Nos últimos quatro anos, o Brasil e o mundo, estarrecidos, se
depararam com o mais amplo e complexo caso de corrupção em nosso
país, a denominada operação Lava-Jato.
A investigação desnudou organizações criminosas compostas por
empresários, políticos e funcionários públicos que fraudaram
licitações, falsearam a concorrência, promoveram cartelização e
oligopólios de setores importantes da economia (infraestrutura,
construção civil, energia etc.), mediante paga sistemática de
propina e até financiamento de campanhas eleitorais, praticando de
forma acertada e concertada vários crimes: corrupção ativa,
corrupção passiva, prevaricação, lavagem de dinheiro e
quejandos.
Em troca do pagamento desses “mimos”, os empresários recebiam de
políticos e funcionários públicos contratos com a administração
pública direta ou indireta; isenções e renúncias fiscais;
empréstimos de bancos públicos a juros inferiores aos praticados no
mercado bancário privado; manipulação do processo legislativo e
decisões administrativas favoráveis a seus respectivos
interesses.
Se, de um lado, a atuação repressiva dos órgãos de controle
estatais mostrou-se eficaz, de outro, revelou uma deficiência:
esses mesmos órgãos não puderam prevenir o citado quadro de
necrose.
Ruiu, também, o discurso de autorregulação da iniciativa
privada: empresas e empresários seriam capazes de, por si sós,
exercerem a prevenção à prática dos diversos crimes, sem a
necessidade da intervenção estatal. Os fatos que vieram à luz
revelaram justamente o oposto.
E é certo que as empresas deveriam e devem cumprir seu papel
institucional na coletividade, impulsionando o desenvolvimento
social, econômico, político e ético, além de observar o comando
constitucional da função social da propriedade.

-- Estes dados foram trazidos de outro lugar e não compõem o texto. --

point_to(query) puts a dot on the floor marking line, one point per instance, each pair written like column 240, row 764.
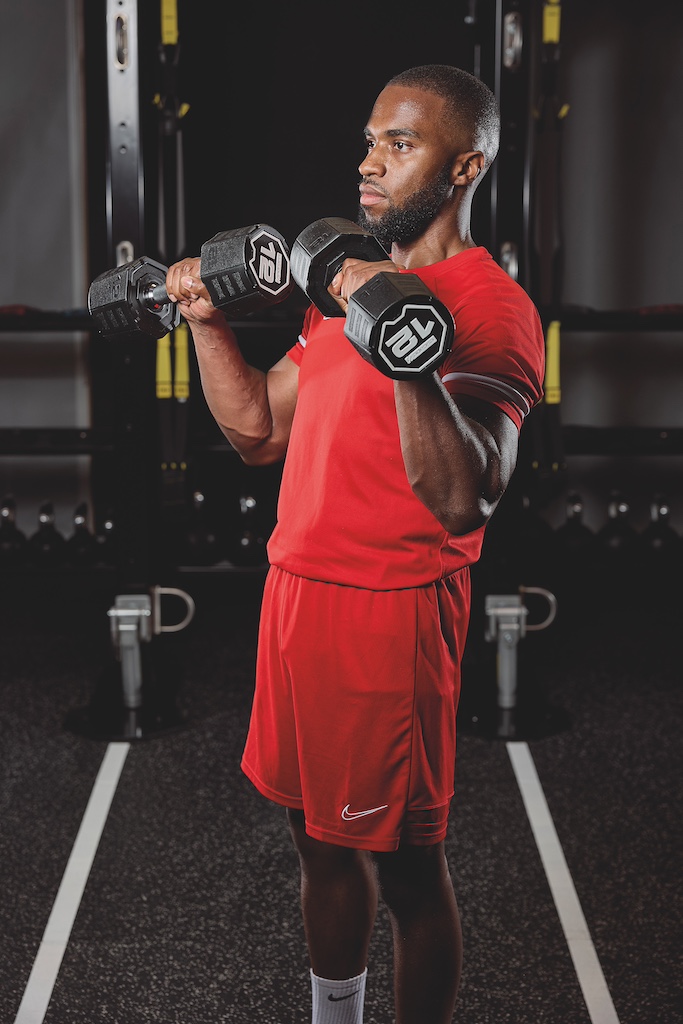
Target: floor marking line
column 587, row 965
column 48, row 960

Algo de novo, então, haverá de ser buscado, pois velhos caminhos
não abrem novas portas. A palavra da moda agora é compliance.
Esse anglicismo, adotado por diversos outros idiomas, significa
obedecer, estar em conformidade.
Mas, em conformidade com o quê? Com um conjunto de normas
legais, administrativas e internas, de instituições públicas e
privadas, que deverão orientar a atuação dessas entidades e de seus
funcionários e empregados, objetivando prevenir, apurar e punir
infrações de qualquer espécie a tal conjunto de regras.
É bom lembrar que não existe somente compliance anticorrupção.
Existem diversos tipos de compliance: ambiental, previdenciário,
securitário, antilavagem de capitais e assim por diante. A
desconformidade, poderá, portanto, ocorrer em diversas áreas.
Citarei três exemplos ocorridos nos EUA.
O primeiro deles envolvendo a montadora alemã Volkswagen. A
empresa fez ampla campanha publicitária informando aos consumidores
que desenvolvera uma tecnologia para reduzir a quase zero a emissão
de poluentes de motores a diesel. Submetidos a testes periciais, os
veículos apresentavam baixíssimos índices de contaminação. As
vendas explodiram. Mais tarde, descobriu-se não se tratar de nova
tecnologia, mas de uma fraude no computador do veículo. Quando
submetido à perícia, o programa produzia um resultado
fraudulento.
Outro exemplo interessante envolveu o banco HSBC. A instituição
bancária, reduzindo seus controles internos a índices risíveis e
descumprindo regras básicas que regem as instituições financeiras,
passou a permitir, em larga escala, a lavagem de dinheiro de
cartéis mexicanos de drogas e de organizações terroristas.
Um último exemplo. Uma empresa farmacêutica — Valeant — adota
uma estratégia de mercado: deixa de investir em pesquisa e passa a
adquirir o controle acionário de outros laboratórios. A escolha do
laboratório ocorria em razão de alguma medicação exclusiva
patenteada e de uso contínuo. Os preços do remédio eram
artificialmente inflados em até 700% por unidade. O paciente, ante
a ausência de medicação similar, arcava com esse custo enorme, ou o
valor gravava os planos de saúde, que repassavam o custo aos
respectivos clientes. O CEO do laboratório dizia que a empresa
tinha compromisso com seus acionistas e, por isso, promovia o
incremento do lucro, absolutamente desmedido.
Quem disse que a atitude empresarial não pode e não deve ser
ética?
Com a palavra a cidadania proativa. Senhores, façam suas
apostas.
O novo caminho parece ser a conjunção de esforços do setor
público, por meio de seus órgãos de controle, e o setor privado,
por meio do compliance, na prevenção e repressão de ilícitos.